11. Titus is sent to Corinth with the letter, and Paul reassures him that he will be well received (7:14). Meanwhile the persecution intensifies, and for a time Paul becomes convinced that he will not survive (2 Cor 1:8-9); but by divine intervention he is delivered (2 Cor 1:10).
12. The Letter of Tears distresses the Corinthians exceedingly, so that they are brought to repentance. They expel the incestuous man from their community, disassociating themselves from his sin (7:7-11).
13. A rival mission arrives in Corinth. They present themselves to the church in the manner of competing sophists (10:12-13), claiming to be servants of Christ (11:23). After some delay, Titus leaves Corinth for Macedonia.
Paul travels to the Troad, where he expects to meet Titus, and begins mission work there. When Titus fails to return as expected, Paul, driven by overwhelming anxiety, crosses over to Macedonia to search for him (2:12-13).  In Macedonia Paul's anxiety is undiminished until he finds Titus there. He is then comforted, first by his coming and then by the pleasing report he brings from Corinth (7:5-15). However, the expulsion of the incestuous man and his rival's legal defeat have left the intruders in a dominant position, and they are challenging Paul directly for the leadership of the church. Titus reports that they have charged, in effect, that Paul is a charlatan, a changeable, cunning opportunist:
  In his letters he employs the sophistic arts in order to deceive his readers (1:12-14; cf. 4:2; 5:11; 6:8; 7:2a; 10:10; 12:16b). However, in person he looks like a slave, and his rhetorical delivery is contemptible (10:10)!
  He is subservient when face to face, but bold when at a safe distance (10:1; 11:7).
  If the dire warnings he gave in his letters were justified - which they deny, then his handling of the recent crisis was reckless; a true leader would have come immediately to Corinth and taken charge (1:17-24).
  Though he dares to compare himself with Moses, Paul shows no trace of Moses' splendour. (3:7-11; 6:9).
  He talks about his readiness to die a heroic death, but in reality he is tired of his miserable life (4:13-5:10).
  Paul intends to defraud the church by means of the collection (7:2; 12:16-18).
  Christ does not speak through him (13:3).
In response to these allegations and to prepare for his visit, Paul composes 2 Corinthians, probably in October, AD 55.










































[1] A few scholars still hold to the traditional view that in these verses Paul is referring to 1 Corinthians.
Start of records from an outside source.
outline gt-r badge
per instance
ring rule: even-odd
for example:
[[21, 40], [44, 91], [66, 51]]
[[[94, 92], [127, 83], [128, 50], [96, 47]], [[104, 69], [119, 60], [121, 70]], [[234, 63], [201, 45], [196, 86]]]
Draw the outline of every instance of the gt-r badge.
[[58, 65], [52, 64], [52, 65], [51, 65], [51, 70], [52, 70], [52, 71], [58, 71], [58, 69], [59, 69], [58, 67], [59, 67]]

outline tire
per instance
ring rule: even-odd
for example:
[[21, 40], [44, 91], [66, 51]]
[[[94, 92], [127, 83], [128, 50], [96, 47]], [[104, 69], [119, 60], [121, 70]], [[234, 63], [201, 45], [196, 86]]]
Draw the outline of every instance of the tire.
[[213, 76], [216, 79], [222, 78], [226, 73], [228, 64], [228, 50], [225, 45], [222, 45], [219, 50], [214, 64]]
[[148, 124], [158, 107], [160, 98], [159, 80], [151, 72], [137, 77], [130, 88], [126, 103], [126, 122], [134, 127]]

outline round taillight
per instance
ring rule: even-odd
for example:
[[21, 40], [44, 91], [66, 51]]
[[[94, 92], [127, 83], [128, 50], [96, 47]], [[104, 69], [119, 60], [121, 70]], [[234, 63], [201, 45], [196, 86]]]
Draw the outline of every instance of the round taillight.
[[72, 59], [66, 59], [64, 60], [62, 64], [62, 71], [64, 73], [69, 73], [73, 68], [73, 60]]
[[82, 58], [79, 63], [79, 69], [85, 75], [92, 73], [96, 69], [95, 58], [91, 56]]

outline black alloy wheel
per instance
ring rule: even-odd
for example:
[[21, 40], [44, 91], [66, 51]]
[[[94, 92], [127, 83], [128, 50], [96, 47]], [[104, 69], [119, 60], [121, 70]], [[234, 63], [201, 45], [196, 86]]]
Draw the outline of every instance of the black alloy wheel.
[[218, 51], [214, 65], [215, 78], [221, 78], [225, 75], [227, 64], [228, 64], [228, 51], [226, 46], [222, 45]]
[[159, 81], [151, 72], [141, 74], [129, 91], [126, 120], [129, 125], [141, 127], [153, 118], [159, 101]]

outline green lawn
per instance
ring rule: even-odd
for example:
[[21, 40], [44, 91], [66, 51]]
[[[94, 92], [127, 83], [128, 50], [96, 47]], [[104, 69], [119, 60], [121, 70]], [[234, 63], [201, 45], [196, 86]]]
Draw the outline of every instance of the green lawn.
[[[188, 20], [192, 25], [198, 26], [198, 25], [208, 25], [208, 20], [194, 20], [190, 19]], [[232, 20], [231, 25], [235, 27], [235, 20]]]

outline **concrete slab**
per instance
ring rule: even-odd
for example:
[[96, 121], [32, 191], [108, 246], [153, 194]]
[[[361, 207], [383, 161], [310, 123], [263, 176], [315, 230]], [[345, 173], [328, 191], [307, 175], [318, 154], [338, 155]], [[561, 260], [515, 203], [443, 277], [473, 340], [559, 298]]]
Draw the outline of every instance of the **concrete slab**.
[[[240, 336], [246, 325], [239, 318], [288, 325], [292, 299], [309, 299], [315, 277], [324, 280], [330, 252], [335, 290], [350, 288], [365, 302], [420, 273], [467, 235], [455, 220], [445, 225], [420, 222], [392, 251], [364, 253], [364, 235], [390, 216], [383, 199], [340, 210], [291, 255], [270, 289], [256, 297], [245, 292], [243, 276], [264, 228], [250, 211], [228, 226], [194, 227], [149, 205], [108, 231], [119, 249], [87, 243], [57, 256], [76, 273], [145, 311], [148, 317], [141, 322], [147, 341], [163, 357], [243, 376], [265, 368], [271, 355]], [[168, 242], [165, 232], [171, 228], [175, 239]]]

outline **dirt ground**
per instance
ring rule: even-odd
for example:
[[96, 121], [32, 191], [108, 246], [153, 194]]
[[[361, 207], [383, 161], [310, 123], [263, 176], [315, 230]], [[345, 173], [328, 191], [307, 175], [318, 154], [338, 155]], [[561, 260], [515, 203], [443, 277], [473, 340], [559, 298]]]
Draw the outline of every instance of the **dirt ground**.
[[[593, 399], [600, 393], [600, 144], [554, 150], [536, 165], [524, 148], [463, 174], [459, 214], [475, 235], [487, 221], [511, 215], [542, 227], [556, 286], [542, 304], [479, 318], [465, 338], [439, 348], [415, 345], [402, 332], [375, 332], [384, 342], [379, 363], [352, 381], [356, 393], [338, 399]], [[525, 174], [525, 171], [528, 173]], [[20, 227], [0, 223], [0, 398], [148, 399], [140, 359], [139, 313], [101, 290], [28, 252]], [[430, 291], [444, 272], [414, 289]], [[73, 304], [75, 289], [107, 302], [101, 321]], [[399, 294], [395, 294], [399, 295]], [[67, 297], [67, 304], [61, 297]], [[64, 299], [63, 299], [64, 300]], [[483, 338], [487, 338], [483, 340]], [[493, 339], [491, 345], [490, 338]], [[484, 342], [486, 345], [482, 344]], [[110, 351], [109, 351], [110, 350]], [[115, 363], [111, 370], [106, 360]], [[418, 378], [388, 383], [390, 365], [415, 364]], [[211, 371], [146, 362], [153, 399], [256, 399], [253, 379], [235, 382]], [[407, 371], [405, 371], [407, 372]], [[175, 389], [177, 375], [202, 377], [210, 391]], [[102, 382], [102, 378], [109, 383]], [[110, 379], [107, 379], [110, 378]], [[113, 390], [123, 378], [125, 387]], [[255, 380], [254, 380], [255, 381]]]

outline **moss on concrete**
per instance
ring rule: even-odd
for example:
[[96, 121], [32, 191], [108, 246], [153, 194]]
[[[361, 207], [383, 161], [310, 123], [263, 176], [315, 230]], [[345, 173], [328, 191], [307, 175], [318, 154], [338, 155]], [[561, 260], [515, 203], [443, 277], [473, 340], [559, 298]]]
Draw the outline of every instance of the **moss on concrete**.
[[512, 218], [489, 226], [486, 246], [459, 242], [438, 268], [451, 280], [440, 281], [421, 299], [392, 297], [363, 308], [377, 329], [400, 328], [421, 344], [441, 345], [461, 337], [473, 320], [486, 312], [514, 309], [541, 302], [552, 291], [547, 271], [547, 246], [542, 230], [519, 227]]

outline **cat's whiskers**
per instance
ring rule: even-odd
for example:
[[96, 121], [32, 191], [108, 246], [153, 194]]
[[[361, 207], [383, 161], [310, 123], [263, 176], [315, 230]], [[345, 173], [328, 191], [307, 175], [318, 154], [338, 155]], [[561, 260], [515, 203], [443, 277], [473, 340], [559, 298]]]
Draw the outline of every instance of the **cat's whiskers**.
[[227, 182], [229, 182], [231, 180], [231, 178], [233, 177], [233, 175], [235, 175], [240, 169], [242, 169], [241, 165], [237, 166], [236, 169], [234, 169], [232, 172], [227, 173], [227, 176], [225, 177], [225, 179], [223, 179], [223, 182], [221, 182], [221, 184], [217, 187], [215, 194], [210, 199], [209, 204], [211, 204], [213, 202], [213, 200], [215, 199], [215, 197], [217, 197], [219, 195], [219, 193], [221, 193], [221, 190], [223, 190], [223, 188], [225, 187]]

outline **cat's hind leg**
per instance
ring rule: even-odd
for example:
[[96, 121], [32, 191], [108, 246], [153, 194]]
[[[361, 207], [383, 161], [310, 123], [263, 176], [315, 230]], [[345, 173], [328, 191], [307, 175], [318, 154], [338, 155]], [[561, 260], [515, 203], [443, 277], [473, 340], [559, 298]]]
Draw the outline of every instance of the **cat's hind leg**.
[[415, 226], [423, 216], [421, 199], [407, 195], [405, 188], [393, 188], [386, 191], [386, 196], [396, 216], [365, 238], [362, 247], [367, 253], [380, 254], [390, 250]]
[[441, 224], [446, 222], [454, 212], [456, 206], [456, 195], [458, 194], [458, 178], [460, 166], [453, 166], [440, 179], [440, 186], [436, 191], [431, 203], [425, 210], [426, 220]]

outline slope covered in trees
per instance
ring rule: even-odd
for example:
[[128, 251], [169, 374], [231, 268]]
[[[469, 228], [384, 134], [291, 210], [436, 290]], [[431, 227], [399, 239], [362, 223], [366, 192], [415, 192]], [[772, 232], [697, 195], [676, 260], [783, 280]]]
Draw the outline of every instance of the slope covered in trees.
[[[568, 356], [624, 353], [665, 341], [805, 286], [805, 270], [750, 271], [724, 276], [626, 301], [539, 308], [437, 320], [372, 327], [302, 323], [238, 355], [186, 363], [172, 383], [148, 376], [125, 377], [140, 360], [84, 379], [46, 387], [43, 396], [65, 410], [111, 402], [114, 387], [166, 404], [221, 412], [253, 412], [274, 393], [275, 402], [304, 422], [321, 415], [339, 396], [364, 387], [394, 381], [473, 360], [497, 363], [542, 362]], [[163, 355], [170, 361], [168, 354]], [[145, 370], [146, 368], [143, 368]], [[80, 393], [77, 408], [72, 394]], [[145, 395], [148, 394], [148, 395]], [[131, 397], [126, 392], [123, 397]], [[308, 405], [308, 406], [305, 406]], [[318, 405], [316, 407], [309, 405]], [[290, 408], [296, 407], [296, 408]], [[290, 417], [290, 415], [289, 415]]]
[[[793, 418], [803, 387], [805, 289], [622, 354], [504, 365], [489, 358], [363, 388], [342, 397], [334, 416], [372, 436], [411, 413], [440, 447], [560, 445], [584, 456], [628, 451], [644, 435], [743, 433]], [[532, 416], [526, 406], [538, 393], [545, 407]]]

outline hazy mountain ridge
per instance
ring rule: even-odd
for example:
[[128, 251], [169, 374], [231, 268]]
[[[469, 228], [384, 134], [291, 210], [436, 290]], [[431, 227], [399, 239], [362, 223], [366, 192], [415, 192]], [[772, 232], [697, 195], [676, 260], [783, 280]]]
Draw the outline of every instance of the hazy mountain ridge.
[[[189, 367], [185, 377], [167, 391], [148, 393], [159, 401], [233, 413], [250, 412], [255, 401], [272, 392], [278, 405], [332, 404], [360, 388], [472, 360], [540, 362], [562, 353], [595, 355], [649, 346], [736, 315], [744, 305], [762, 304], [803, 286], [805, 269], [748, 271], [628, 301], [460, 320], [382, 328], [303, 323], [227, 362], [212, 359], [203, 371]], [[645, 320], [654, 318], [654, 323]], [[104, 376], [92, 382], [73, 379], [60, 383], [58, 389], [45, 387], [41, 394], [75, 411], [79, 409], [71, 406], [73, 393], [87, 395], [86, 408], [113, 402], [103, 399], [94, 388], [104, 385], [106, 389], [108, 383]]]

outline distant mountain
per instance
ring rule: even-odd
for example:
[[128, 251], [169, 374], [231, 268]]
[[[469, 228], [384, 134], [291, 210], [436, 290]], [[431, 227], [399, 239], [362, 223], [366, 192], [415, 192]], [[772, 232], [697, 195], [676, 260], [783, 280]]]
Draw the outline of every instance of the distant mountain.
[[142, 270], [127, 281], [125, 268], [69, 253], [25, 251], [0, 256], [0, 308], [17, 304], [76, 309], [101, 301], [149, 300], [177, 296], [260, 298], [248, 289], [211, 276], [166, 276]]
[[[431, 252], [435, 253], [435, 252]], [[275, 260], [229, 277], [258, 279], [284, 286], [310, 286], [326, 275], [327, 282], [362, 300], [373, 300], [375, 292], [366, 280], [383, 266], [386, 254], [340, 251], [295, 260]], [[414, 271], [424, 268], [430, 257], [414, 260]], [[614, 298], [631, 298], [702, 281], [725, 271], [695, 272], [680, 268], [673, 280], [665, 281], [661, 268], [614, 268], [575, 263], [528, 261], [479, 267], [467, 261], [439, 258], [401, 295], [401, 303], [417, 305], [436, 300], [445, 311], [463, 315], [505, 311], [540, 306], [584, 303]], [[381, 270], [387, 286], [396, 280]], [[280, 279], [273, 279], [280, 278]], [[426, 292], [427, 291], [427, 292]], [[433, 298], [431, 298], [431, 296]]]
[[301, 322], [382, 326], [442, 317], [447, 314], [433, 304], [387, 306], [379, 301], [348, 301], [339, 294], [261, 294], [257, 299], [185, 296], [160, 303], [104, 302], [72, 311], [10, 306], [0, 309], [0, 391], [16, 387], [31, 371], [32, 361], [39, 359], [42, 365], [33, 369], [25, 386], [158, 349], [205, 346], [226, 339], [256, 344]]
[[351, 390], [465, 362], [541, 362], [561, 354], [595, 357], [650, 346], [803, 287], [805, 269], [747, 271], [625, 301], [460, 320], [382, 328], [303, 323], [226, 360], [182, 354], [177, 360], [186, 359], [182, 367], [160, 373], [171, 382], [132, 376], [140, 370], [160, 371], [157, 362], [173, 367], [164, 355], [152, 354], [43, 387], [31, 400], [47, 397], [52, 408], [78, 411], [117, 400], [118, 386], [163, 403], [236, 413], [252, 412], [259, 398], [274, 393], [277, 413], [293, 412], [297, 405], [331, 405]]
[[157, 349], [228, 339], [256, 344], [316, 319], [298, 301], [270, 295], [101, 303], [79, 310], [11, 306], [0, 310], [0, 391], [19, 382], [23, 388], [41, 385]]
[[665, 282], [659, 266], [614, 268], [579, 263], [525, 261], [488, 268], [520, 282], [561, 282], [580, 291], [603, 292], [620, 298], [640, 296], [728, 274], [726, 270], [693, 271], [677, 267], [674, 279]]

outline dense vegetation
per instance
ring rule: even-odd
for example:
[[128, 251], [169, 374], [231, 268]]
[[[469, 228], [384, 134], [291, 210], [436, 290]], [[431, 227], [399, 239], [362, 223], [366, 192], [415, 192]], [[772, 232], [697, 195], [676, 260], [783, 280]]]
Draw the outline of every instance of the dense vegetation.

I maintain, with the great majority, that this identification is untenable.

[2] I assume, without apology, that 1 and 2 Corinthians is are precisely what they claim to be: letters written by the apostle Paul to the church in Corinth, and not (as in the twentieth century most scholars supposed, and some still suppose) the product of  a later redaction of Paul's correspondence. One criterion of the success or failure of this study will be its attempt to demonstrate that such partition theories are unnecessary.